MOESM1 of Polymer coated gold-ferric oxide superparamagnetic nanoparticles for theranostic applications

Additional file 1: Figure S1. (a) PLL trypan blue standard curve; and (b) Au–Fe3O4 concentration measurement standard line. Figure S2. Hydrodynamic diameters of (a) Au–Fe3O4 NPs and (b) PLL coated Au–Fe3O4 NPs in water as measured by dynamic light scattering (DLS). Three color codes indicate three independent DLS measurements. Figure S3. Magnetic relaxation (MR) characterization of (A and C) Au–Fe3O4 and (Band D) PLL–Au–Fe3O4 NPs. A) Spin-spin MR (T2 ms) of bare Au–Fe3O4 NPs was found to be 190 ms, whereas, it was B) 280 ms for PLL–Au–Fe3O4 NPs at a given concentration of 10 μg/mL. This change in T2 MR value is the indicative of effective PLL coatings. Concentration dependent (1–100 μg/mL) T2 values were obtained in PBS (pH 7.2) and in 10% FBS for C) Au–Fe3O4 and D) PLL–Au–Fe3O4 NPs.
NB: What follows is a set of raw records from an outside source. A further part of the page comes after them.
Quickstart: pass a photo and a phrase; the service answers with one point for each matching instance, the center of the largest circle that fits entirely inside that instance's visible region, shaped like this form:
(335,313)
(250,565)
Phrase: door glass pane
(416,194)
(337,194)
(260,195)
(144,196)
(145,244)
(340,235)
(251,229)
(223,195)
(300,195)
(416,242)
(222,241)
These results indicated that with increase in concentration, the MR properties of these NPs increase and were found to be stable in physiological pH and in sera. Figure S4. The PLL–Au–Fe3O4 NPs uptake by (a) BT-474 and (b) MDA-MB-231 cells after 24 h incubation. Red circles indicate the endosomal vesicles that clearly retain the NPs as appeared in dark black spots. Figure S5. MTT cell viability assay of BT-474 (filled circle, solid line) and MDA-MB-231 (open circle, dotted line) cell viability after treatment with PLL–Au–Fe3O4 NPs under a 650 nm laser irradiation for 10 min. Table S1. The percentage encapsulation efficiency of PLL on Au–Fe3O4 NPs.